Domenica 18 aprile 2021, ore 7:22

Quotidiano di informazione socio‑economica

Sandro Penna

Un sintesi di due pianeti contrapposti

di STEFANO PETRUCCI

Scriveva sui bordi dei giornali che raccattava in giro. Dormiva incollato a una stufa elettrica. Mangiava solo omogenizzati. Non apriva mai le finestre del monolocale in via della Mola dei Fiorentini, nel centralissimo Rione Ponte di Roma, dove morì nel 1977. Usciva di rado. Ogni tanto però saliva su una vettura con autista e si faceva portare nel verde della periferia, a prendere aria. Eppure si diceva disperato, ai limiti dell’indigenza: nel bar sotto casa aveva sistemato una scatola con la scritta “Offerte per Sandro Penna”. Sandro Penna, appunto. Nato a Perugia nel 1906 e vissuto a cavallo tra l’Umbria e Roma, dove la madre Angela si era trasferita nel ’22, appena scoperto che il marito Armando era tornato dalla guerra con la sifilide. Per Pier Paolo Pasolini, Cesare Garboli e il suo mentore Elio Pecora, è stato il maggior poeta italiano del Novecento. Giudizio contestabile (anche Umberto Saba, Eugenio Montale, Carlo Emilio Gadda e Alfonso Gadda lo adorarono) solo perché molto più che a quel secolo Sandro Penna sembra appartenere all’antichità classica, prezioso reperto della poesia latina e greca.
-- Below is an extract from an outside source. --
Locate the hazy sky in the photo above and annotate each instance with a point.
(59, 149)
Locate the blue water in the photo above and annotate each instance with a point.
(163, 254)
Probabilmente è stato l’ultimo poeta assoluto, di certo uno dei più rivoluzionari. Dopo di lui solo Alda Merini e Amelia Rosselli, poetesse loro malgrado, distanti dal mondo letterario e immerse in quello vero. Sandro Penna pare una sintesi dei due pianeti contrapposti, una miscela rara di leggerezza, voglia di vivere, malinconia. Un unicum lontano dallo stesso Pasolini, pure amico di scorribande notturne a caccia di giovani amori maschili. Pure in anni di feroce omofobia, Penna quanto e più di Pasolini trovò il coraggio di esprimereattraverso la sublimazione della forma, neutralizzando il contenuto trasgressivo con la grazia assoluta: Sempre fanciulli nelle mie poesie! Ma io non so parlare d’altre cose. Le altre cose son tutte noiose. Io non posso cantarvi Opere Pie”. Di sé era solito dire di essere intriso da “una strana gioia di vivere anche nel dolore”. Un sentimento che lo accompagnò attraverso una vita difficile, vissuta in semipovertà, in un isolamento che ne pregiudicò, almeno da vivo, la fortuna letteraria

Splendidi i versi finali della poesia che meglio narra la sua solitudine: “Le porte del mondo son chiuse: serrate alla pioggia, serrate alla luce”.